Object Detection



VDP 101 [7/7] Create, Trigger, and Parse an ASYNC Pipeline

VDP supports pipelines in ASYNC mode. This tutorial will demonstrate how to build an ASYNC pipeline using PostgreSQL database as the destination with the the same Object Detection model.
Po-Yu Chen's github avatar

Published by

Po-Yu Chen

on 3/6/2023

The theme of this tutorial

VDP supports pipelines in ASYNC mode. In this mode, users trigger the pipelines by sending requests. However, instead of returning the processed results immediately, the processed outputs will be loaded to the configured destination asynchronously.

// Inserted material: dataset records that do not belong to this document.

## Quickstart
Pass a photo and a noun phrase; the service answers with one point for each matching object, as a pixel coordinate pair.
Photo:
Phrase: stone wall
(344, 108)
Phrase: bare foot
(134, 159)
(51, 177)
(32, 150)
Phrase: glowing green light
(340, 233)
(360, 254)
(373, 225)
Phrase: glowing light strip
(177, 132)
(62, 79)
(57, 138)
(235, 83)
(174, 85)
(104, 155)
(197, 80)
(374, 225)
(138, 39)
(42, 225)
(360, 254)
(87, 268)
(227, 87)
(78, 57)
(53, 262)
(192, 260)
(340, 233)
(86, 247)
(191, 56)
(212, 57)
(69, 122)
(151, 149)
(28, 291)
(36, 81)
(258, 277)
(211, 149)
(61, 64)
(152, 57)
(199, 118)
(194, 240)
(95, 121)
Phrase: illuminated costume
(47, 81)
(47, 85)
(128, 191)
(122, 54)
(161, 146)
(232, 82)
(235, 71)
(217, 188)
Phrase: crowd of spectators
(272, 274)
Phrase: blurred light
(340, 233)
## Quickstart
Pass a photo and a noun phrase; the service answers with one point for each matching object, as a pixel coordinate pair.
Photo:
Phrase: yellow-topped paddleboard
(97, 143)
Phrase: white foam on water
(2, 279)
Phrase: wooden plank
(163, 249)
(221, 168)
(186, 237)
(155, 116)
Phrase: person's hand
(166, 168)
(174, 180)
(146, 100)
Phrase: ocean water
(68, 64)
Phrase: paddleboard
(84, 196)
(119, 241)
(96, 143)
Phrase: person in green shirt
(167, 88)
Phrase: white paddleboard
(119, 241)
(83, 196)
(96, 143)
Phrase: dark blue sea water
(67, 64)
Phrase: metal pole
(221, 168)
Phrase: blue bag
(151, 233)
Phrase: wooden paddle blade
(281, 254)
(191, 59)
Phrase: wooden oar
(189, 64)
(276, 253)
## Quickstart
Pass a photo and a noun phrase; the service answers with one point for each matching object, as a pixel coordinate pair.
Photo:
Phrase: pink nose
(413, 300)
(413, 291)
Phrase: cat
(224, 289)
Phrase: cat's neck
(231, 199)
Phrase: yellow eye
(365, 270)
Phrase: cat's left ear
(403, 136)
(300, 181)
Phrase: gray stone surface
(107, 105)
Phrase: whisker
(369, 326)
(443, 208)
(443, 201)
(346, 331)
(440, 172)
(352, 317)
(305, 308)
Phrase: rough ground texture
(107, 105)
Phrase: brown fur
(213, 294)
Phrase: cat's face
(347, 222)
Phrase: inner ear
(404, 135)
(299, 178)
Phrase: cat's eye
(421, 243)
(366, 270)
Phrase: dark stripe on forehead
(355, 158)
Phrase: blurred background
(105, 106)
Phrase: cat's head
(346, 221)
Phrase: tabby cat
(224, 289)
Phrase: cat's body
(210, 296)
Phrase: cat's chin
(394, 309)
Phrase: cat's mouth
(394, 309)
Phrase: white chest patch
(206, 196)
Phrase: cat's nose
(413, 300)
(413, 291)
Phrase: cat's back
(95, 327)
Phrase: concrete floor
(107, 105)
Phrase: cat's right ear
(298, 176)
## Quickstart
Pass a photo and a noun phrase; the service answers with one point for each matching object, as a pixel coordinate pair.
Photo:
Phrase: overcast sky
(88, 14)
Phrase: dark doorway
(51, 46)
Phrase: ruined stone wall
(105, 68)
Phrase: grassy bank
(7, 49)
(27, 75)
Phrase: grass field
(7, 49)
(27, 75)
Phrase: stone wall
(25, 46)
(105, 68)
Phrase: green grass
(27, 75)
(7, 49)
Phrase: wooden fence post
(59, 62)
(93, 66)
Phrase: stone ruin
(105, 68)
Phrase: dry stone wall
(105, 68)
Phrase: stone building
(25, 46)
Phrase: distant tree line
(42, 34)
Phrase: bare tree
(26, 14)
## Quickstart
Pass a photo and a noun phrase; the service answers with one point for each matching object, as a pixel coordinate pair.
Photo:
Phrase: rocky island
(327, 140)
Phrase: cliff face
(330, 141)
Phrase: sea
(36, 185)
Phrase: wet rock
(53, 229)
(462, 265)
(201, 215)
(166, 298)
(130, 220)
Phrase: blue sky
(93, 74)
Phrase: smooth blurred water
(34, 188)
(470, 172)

This tutorial will demonstrate how to build an ASYNC pipeline using PostgreSQL database as the destination with the same Object Detection model.


In this tutorial, we'll use the same development environment below as in our previous tutorials.

Launch the VDP following [2/7] Launch VDP on your local machine and install required dependencies with

# move to the example directory for the VDP-101 ASYNC tutorial.
cd /example/vdp-101/async
# install dependencies.
pip install -r requirement.txt

You can manage these dependencies with a Conda environment. For further information, we refer users to anaconda or miniconda.

#Create a new database in PostgreSQL

Before setting up an ASYNC pipeline, we need to set up a database for loading our pipeline outputs. Here, let's start a PostgreSQL instance with the official Docker image and create the default database named tutorial

# Start a postgres instance
docker run -p 5432:5432 --name vdp-postgres -e POSTGRES_USER=postgres -e POSTGRES_PASSWORD=password -e POSTGRES_DB=tutorial -d postgres

In which POSTGRES_USER is used in conjunction with POSTGRES_PASSWORD to set a user and its password. You can login in and check if tutorial is successfully created by checking if it is on the list.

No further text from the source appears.